AI is changing the course of medicine in SWFL

Reporter: Amy Oshier
Published: Updated:

The idea of artificial intelligence can come across as scary, but the reality is AI is transforming the workplace every day. In the field of medicine, it’s improving efficiency in ways that benefit the patient.

Who would’ve thought we’d have the power of a million brains in the palm of our hands? Programs like ChatGPT are an example of how artificial intelligence can process information and make recommendations in the blink of an eye. But it’s how it’s used in medical settings that could save your life.
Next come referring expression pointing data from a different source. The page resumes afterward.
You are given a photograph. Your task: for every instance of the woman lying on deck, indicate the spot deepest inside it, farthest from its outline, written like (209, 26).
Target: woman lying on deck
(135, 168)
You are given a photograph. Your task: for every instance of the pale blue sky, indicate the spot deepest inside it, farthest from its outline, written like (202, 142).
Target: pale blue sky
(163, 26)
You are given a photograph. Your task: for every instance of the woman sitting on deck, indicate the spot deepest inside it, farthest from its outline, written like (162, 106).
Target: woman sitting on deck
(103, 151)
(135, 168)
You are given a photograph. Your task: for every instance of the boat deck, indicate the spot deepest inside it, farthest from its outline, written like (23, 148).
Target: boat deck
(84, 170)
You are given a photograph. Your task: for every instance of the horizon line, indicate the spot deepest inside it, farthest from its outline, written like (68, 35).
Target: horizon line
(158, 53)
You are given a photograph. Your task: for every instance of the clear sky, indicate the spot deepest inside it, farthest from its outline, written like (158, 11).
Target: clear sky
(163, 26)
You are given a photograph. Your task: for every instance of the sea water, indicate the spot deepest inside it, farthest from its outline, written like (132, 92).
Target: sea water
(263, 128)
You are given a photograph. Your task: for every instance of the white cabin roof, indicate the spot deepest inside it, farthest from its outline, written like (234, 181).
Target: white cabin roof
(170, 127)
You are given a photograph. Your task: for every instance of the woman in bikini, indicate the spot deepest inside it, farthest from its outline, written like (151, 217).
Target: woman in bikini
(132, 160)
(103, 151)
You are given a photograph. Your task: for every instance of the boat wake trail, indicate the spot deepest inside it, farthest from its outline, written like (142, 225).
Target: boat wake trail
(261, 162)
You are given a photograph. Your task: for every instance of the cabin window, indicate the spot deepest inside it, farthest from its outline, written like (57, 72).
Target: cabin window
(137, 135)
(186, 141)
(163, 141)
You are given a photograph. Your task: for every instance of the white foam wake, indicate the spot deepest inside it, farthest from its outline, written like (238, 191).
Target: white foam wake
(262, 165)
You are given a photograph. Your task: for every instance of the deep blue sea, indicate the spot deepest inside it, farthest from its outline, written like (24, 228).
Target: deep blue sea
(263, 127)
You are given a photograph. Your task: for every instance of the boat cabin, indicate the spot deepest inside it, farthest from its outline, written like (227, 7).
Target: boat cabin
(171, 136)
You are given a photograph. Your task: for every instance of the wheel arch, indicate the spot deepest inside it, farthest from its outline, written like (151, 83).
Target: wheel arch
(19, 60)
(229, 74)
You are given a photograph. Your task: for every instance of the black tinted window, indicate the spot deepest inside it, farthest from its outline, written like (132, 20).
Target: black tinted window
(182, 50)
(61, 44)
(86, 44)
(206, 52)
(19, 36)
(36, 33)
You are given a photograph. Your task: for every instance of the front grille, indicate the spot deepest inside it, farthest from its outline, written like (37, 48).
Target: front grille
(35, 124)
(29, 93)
“One of the biggest problems with detecting heart disease in the past is often we ended up waiting until someone had symptoms or had a heart attack,” explained Lee Health cardiologist Dr. Richard Chazal.

That’s a breakthrough, because now we have a numerical value that can be used as a baseline. So that if you have a scan, we detect plaque, we know exactly how much is there. Dr. Richard Chazal

Chazal now has a new tool at his disposal. An AI program is used in tandem with a CT scan that measures problematic plaque buildup inside the coronary arteries. This plaque points to a higher risk of heart disease and might otherwise go undetected for years.

“That’s a breakthrough because now we have a numerical value that can be used as a baseline. So that if you have a scan, we detect plaque, we know exactly how much is there,” said Chazal. “We put you on medicine to try and stabilize that.”

AI is touching all aspects of care, helping doctors make decisions. In some areas, it helps them see things more clearly. And in others, it clears away the clutter.

Getting rid of the background noise is a game-changer for a new AI hearing aid. It’s incorporated 12 million sounds within its system, which can recognize sounds and filter out noises that aren’t needed.

“With what’s called a deep neural network, meaning that the hearing aid actually learns almost like a child learns language by keep adding to the information that it’s perceiving, and then making the right choices as to what to amplify,” said Fort Myers audiologist Jack Adams.

Founder of Lee County-based TeleSpecialists, neurologist Nima Mowzoon uses several forms of AI in the company’s stroke practice. One way involves taking real-time notes when assessing patients.

AI also works within the MRI process, reconstructing and producing high-resolution images, giving doctors a better view of blood flow through the brain. Dr. Mowzoon described it to WINK News health and medical reporter Amy Oshier.

“There’s programs that we’re using for artificial intelligence that looks at the part of their brain that is not getting the perfusion as a risk for stroke,” Mowzoon said.

During a colonoscopy, AI technology can rapidly detect even the smallest abnormalities, highlighting them for review.

These applications are giving health providers more tools to treat you better.